In your quest to maintain good credit, you should carefully consider any new lines of credit. New credit inquiries account for ten percent of your credit score. That means each time you take up a retailer’s offer to open a new card to save a small amount of money on a purchase, you’re hurting your credit score. Sometimes, it makes sense to open these new cards, but that’s typically only true on exceptionally large purchases, such as for a house or car.

Improving Credit
Making so-called “micropayments” can help you maintain low balances and improve your credit at the same time. Micropayments are small payments that you make throughout the month, rather than one large payment at the end of your billing period. It reflects well on your credit utilization, which is another factor in your credit score.

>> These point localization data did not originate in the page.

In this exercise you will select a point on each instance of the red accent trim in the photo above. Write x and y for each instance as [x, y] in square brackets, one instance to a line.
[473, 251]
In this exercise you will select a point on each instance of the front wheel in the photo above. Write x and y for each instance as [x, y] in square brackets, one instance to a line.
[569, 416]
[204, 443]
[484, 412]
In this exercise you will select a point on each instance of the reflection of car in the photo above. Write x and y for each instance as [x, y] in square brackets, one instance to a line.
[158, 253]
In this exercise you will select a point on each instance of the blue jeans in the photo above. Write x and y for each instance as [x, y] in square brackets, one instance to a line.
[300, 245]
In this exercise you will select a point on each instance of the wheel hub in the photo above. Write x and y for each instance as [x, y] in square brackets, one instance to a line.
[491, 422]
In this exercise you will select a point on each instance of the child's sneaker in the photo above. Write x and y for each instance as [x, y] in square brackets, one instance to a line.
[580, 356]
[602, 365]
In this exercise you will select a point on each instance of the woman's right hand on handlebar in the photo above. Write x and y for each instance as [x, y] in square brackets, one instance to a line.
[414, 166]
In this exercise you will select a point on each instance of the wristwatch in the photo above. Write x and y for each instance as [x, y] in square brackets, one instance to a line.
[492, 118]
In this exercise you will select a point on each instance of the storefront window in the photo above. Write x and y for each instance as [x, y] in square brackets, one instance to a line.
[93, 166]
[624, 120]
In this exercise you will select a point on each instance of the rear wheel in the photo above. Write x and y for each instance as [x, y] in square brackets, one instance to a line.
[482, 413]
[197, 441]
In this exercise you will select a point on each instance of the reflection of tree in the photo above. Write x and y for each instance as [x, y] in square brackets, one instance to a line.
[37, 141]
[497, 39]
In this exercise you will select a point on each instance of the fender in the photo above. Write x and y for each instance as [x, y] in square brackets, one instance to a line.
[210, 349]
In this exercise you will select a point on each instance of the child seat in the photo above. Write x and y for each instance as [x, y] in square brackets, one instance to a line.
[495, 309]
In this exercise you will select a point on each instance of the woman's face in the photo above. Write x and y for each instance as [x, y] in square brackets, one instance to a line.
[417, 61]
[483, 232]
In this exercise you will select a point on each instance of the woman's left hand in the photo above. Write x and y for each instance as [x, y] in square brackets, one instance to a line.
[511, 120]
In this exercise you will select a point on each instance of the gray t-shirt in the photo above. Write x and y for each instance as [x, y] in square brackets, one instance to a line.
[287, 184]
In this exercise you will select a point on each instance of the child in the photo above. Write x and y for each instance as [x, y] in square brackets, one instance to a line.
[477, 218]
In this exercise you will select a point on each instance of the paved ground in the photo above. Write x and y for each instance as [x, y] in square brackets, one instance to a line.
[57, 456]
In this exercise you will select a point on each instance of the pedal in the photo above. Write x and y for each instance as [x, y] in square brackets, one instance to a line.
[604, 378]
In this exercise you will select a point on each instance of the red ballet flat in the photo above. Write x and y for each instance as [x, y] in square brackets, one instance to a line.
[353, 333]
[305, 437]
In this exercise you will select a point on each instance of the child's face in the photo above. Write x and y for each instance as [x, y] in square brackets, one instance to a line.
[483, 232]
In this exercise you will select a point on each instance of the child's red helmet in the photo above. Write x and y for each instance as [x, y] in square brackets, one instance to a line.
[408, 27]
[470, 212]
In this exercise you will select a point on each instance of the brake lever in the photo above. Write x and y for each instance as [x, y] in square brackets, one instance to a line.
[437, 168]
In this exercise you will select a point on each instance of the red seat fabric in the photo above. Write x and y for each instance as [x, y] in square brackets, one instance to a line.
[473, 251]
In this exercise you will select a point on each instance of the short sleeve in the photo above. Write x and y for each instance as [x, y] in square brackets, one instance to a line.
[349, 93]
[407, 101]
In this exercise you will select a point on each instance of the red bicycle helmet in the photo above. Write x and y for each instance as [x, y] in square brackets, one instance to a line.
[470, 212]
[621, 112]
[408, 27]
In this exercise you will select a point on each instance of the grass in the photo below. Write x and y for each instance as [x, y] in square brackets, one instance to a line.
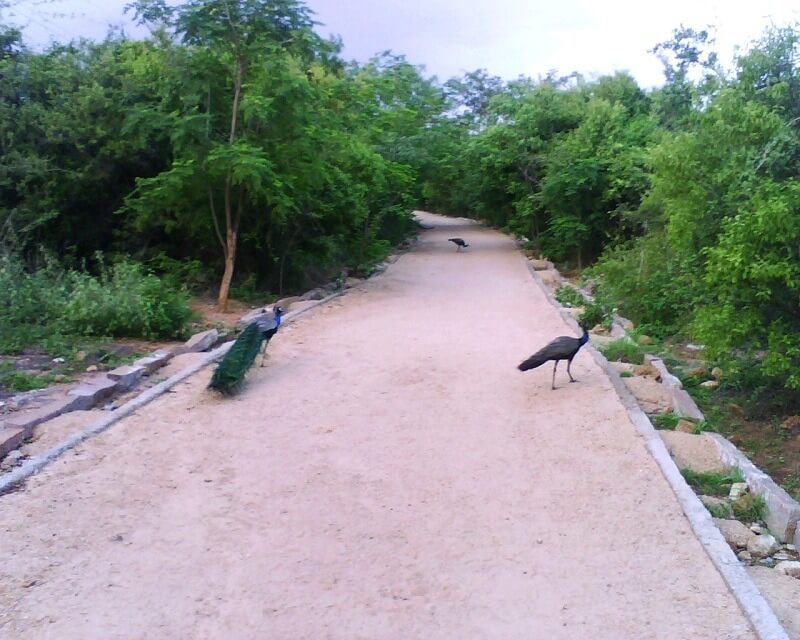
[720, 511]
[623, 350]
[712, 483]
[569, 296]
[17, 381]
[750, 508]
[666, 421]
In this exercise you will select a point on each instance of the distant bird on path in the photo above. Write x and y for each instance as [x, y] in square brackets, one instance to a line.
[562, 348]
[229, 374]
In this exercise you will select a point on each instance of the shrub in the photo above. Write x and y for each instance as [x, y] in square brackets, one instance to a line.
[569, 296]
[125, 301]
[623, 350]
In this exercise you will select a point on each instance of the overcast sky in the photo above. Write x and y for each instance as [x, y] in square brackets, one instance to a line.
[507, 37]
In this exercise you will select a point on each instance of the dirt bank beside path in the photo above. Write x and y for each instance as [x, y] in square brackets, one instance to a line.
[389, 475]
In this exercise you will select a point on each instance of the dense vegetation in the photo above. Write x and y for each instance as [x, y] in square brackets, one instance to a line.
[235, 147]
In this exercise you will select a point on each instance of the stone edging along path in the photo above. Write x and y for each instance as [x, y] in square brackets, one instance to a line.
[10, 480]
[761, 616]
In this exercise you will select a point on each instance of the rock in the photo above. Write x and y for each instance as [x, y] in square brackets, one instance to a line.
[198, 342]
[738, 489]
[647, 371]
[791, 424]
[684, 406]
[736, 408]
[314, 294]
[154, 361]
[651, 395]
[718, 507]
[789, 568]
[744, 556]
[696, 452]
[11, 460]
[666, 377]
[735, 533]
[94, 391]
[127, 376]
[540, 265]
[625, 323]
[685, 426]
[762, 546]
[783, 511]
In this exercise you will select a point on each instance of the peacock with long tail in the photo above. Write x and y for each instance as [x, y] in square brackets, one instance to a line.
[230, 372]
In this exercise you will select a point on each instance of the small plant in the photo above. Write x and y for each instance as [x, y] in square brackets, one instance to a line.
[712, 483]
[721, 511]
[623, 350]
[666, 421]
[13, 380]
[569, 296]
[750, 508]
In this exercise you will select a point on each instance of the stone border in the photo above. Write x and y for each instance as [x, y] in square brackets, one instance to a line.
[35, 464]
[783, 511]
[761, 616]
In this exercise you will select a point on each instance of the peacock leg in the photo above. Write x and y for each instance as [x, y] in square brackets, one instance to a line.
[569, 363]
[264, 353]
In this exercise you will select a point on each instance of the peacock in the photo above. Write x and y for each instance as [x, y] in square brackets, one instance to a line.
[459, 242]
[561, 348]
[230, 372]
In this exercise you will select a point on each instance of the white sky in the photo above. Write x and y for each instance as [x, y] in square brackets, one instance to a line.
[507, 37]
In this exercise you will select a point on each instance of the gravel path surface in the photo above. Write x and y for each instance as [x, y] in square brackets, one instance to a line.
[388, 475]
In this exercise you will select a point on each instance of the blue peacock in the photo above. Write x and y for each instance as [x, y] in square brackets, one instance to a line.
[230, 372]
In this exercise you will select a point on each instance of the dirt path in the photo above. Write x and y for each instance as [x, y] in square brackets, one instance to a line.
[389, 475]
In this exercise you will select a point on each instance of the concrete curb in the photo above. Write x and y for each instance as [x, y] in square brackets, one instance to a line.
[755, 608]
[37, 463]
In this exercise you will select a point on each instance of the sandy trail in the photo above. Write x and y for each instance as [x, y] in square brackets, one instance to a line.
[389, 475]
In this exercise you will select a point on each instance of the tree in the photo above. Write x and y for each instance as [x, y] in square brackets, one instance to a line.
[230, 44]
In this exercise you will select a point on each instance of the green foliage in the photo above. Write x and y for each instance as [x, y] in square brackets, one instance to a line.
[623, 350]
[595, 313]
[122, 301]
[569, 296]
[46, 306]
[13, 380]
[750, 508]
[712, 483]
[230, 372]
[667, 421]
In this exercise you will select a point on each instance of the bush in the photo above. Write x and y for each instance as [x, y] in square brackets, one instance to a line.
[623, 350]
[125, 301]
[43, 307]
[595, 314]
[569, 296]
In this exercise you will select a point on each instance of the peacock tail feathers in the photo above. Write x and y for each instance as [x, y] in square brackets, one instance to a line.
[230, 372]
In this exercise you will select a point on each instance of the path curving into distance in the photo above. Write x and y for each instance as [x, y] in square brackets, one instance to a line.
[389, 475]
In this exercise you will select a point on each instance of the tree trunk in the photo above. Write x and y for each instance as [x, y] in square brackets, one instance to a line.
[227, 276]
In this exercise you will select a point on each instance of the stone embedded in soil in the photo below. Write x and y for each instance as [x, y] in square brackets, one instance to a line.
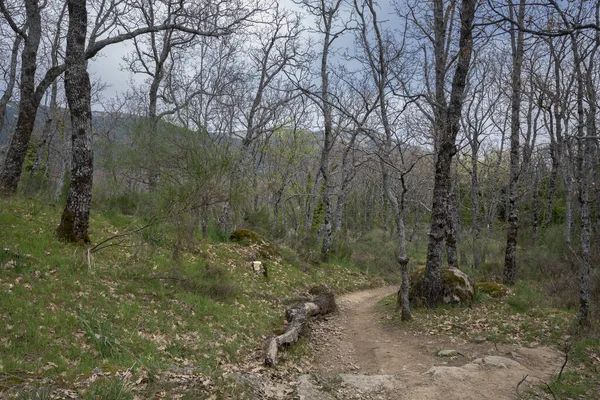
[447, 353]
[497, 361]
[367, 383]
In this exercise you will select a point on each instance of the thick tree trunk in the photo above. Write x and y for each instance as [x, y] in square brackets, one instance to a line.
[439, 219]
[551, 183]
[447, 124]
[12, 77]
[475, 223]
[517, 41]
[452, 230]
[568, 184]
[75, 219]
[323, 302]
[28, 102]
[48, 131]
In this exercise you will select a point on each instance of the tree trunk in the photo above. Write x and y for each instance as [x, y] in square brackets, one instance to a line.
[437, 230]
[475, 224]
[75, 218]
[28, 102]
[12, 77]
[323, 302]
[48, 130]
[451, 230]
[517, 42]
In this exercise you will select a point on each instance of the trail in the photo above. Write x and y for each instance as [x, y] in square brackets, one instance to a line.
[358, 357]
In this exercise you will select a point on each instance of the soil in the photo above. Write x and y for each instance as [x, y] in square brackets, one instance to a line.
[358, 356]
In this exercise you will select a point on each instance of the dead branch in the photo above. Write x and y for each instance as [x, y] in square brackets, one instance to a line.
[322, 302]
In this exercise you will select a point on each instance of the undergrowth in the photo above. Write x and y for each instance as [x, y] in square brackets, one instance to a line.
[132, 311]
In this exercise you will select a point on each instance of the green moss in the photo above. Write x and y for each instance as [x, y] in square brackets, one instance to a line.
[66, 230]
[450, 281]
[492, 289]
[252, 239]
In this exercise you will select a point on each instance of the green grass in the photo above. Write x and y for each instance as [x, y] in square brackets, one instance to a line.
[131, 307]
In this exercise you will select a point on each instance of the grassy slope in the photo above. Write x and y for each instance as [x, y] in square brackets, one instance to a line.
[131, 307]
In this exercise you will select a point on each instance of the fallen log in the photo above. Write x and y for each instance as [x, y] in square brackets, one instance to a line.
[322, 302]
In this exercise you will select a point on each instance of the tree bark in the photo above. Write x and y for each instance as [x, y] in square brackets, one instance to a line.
[75, 218]
[323, 302]
[12, 77]
[517, 44]
[28, 102]
[452, 229]
[447, 122]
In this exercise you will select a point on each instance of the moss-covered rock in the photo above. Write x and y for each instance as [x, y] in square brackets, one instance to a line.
[492, 289]
[457, 287]
[249, 238]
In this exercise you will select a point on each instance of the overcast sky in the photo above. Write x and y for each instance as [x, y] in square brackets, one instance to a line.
[108, 66]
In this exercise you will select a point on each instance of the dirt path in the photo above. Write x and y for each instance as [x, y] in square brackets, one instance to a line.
[358, 356]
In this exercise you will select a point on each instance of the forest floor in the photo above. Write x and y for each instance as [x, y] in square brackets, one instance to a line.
[357, 355]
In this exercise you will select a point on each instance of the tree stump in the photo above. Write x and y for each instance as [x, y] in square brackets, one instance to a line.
[322, 302]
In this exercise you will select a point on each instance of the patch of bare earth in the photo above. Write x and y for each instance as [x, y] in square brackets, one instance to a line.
[358, 357]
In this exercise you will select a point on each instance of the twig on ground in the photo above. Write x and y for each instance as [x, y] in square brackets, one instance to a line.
[567, 349]
[519, 384]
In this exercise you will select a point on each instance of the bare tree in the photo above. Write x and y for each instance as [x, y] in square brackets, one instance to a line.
[517, 42]
[447, 113]
[10, 78]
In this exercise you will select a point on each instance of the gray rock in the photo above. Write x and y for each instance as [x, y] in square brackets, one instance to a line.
[447, 353]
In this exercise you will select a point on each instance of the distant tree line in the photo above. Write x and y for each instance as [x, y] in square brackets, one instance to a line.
[469, 116]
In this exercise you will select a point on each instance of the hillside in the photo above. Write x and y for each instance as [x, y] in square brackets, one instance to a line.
[90, 324]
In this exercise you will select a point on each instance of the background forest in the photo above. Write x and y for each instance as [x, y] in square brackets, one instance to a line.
[380, 135]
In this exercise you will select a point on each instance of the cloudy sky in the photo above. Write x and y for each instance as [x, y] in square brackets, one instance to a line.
[108, 66]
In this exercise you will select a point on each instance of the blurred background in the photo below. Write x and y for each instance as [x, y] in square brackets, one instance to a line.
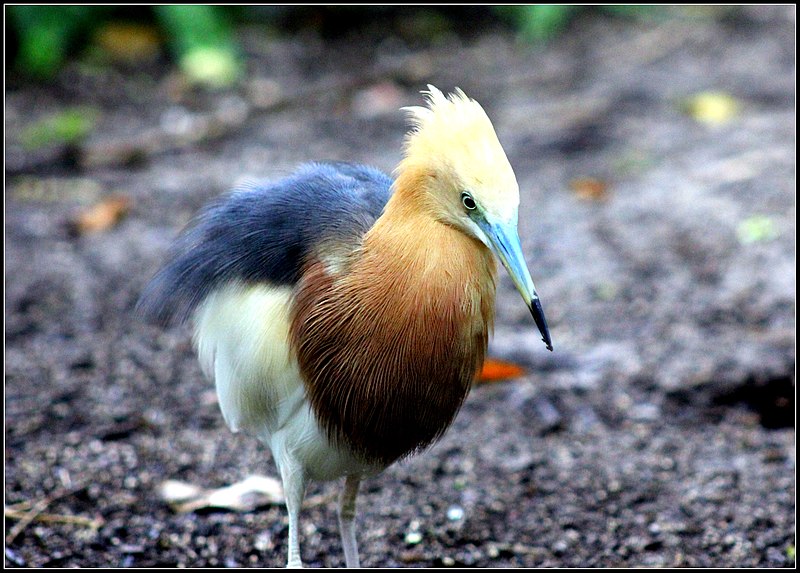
[655, 149]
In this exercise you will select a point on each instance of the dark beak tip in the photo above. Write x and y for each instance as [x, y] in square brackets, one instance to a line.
[538, 317]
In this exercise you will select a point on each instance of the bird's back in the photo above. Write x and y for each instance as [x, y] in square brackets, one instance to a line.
[234, 272]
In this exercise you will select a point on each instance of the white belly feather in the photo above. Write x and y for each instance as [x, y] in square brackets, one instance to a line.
[243, 343]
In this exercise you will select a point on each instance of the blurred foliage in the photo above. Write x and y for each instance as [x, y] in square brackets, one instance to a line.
[541, 22]
[64, 128]
[200, 37]
[201, 40]
[757, 229]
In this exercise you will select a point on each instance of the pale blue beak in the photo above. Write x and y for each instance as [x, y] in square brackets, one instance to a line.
[504, 242]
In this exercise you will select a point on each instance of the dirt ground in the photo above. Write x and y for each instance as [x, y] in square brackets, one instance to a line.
[659, 433]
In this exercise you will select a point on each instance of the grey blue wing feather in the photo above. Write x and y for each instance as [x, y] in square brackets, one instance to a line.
[265, 233]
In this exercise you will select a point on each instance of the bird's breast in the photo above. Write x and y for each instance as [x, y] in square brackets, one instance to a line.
[389, 349]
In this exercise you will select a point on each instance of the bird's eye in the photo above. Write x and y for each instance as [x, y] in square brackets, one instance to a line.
[468, 201]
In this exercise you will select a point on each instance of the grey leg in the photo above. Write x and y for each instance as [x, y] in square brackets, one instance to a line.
[347, 524]
[294, 486]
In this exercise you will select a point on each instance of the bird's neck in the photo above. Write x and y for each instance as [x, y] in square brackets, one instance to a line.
[424, 261]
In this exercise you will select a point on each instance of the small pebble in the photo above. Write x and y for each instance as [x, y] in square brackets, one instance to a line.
[413, 537]
[455, 513]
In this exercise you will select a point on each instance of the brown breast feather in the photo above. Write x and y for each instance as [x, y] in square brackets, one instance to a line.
[389, 350]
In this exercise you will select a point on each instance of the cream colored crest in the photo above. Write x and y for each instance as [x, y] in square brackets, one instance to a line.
[455, 141]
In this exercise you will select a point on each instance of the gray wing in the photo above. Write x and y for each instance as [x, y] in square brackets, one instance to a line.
[263, 233]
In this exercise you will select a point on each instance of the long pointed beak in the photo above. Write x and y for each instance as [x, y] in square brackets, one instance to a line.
[504, 241]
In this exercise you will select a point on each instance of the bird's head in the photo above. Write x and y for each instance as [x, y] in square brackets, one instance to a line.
[467, 182]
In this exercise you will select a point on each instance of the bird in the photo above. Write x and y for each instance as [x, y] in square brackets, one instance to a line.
[343, 313]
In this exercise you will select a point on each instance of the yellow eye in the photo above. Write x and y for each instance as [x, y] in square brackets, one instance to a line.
[468, 201]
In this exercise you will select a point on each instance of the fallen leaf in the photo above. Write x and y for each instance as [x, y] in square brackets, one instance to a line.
[246, 495]
[590, 188]
[128, 42]
[498, 370]
[712, 108]
[101, 216]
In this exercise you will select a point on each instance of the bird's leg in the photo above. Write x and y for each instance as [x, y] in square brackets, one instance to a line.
[347, 523]
[294, 485]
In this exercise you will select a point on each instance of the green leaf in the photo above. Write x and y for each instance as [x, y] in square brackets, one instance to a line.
[66, 127]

When possible, pay off your credit cards in full each and every month. Many people believe that carrying a credit card balance can improve your credit score, but that isn’t true. Besides, paying off your debt in full helps reduce your risk of accumulating more debt than you can afford. It also reduces the interest you pay.

Speaking of interest, did you know you can request lower rates? If you’re in good standing with a lender, they’re likely to agree. The worst thing that can happen is they say no. But since credit lenders value you as a borrower, they’re often willing to keep you happy so that you’ll keep borrowing money.

Finally, it’s important to dispute errors! Mistakes happen, even on credit reports. That’s why it’s vitally important that you check your credit report regularly. You are entitled to three free credit reports per year (one from each of the three major credit bureaus: Experian, Equifax, and TransUnion.). Look at these reports carefully and dispute any errors you find. The credit bureaus have 30 days to investigate and respond.